Pier Luigi Ighina (1908 in Milan - 2004 in Imola), was an Italian researcher. His unorthodox theories on electromagnetism are not recognized by the scientific community.

== Biography ==
Pier Luigi Ighina studied in Milan Electronics and Radio Transmission and worked at Magneti Marelli, CGE (Compagnia Generale di Elettricità) and then at Ansaldo Lorenz in Genova. He claimed to be the assistant of Guglielmo Marconi for a number of scientific findings. However, no official proof of these collaborations are known.

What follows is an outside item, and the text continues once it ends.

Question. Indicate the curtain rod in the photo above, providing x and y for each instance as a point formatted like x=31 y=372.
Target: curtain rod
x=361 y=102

== The Theory of "Magnetic Atom" ==
His theories involve the concept of the pulsing "Magnetic Atom" at the base of the matter. This "Magnetic Atom" could be scattered into magnetic monopoles, whose interactions are at the basis of life and matter. Waves of magnetic atoms are continuously exchanged between the Sun and the Earth, with a proper frequency and shape. Based on this claims, Ighina built some extravagant machines: in particular one to prevent earthquakes and one other to make it rain. his discoveries and inventions were considered mysterious and nothing short of revolutionary. For years he was assistant to Guglielmo Marconi, from whom he learned some secrets about physics that would be useful for his future theories. However, Ighina did not patent any of his machines and findings.

== Influences in Art ==
The famous Italian musician Franco Battiato cited directly the claims of Ighina in his album Pollution (1972).

== Bibliography ==
- Pier Luigi Ighina, La scoperta dell'atomo magnetico, Imola, Galeati, 1954.(ISBN 88-86064-42-X).
- Giusy Zitoli, Io l'ho conosciuto. L'uomo che avrebbe potuto salvare il pianeta da una distruzione "annunciata". Chi è dunque? Scienziato geniale o "extraterrestre" incarnato uomo?, Pogliano Milanese, Atlantide, 1996. ISBN 88-86064-22-5.
- "Ighina, Pierluigi", in Paolo Albani e Paolo della Bella, Forse Queneau. Enciclopedia delle scienze anomale, Bologna, Zanichelli, 1999, p. 206. ISBN 88-08-26070-4.
- Massimo Barbieri, comments on L'atomo magnetico by Pier Luigi Ighina, 27 dicembre 2001, in Tecnologie di frontiera.
- Alberto Tavanti (a cura di), Pier Luigi Ighina profeta sconosciuto, 2007.
- Alberto Tavanti (a cura di), 1908–2008. Centenario della nascita di Pier Luigi Ighina, un uomo venuto dal futuro, Faenza, 2008.
- Antonio Castronuovo, "Cent'anni di Ighina, scienziato anomalo", in Università aperta. Terza pagina, n. 11 (2008), pp. 10–11.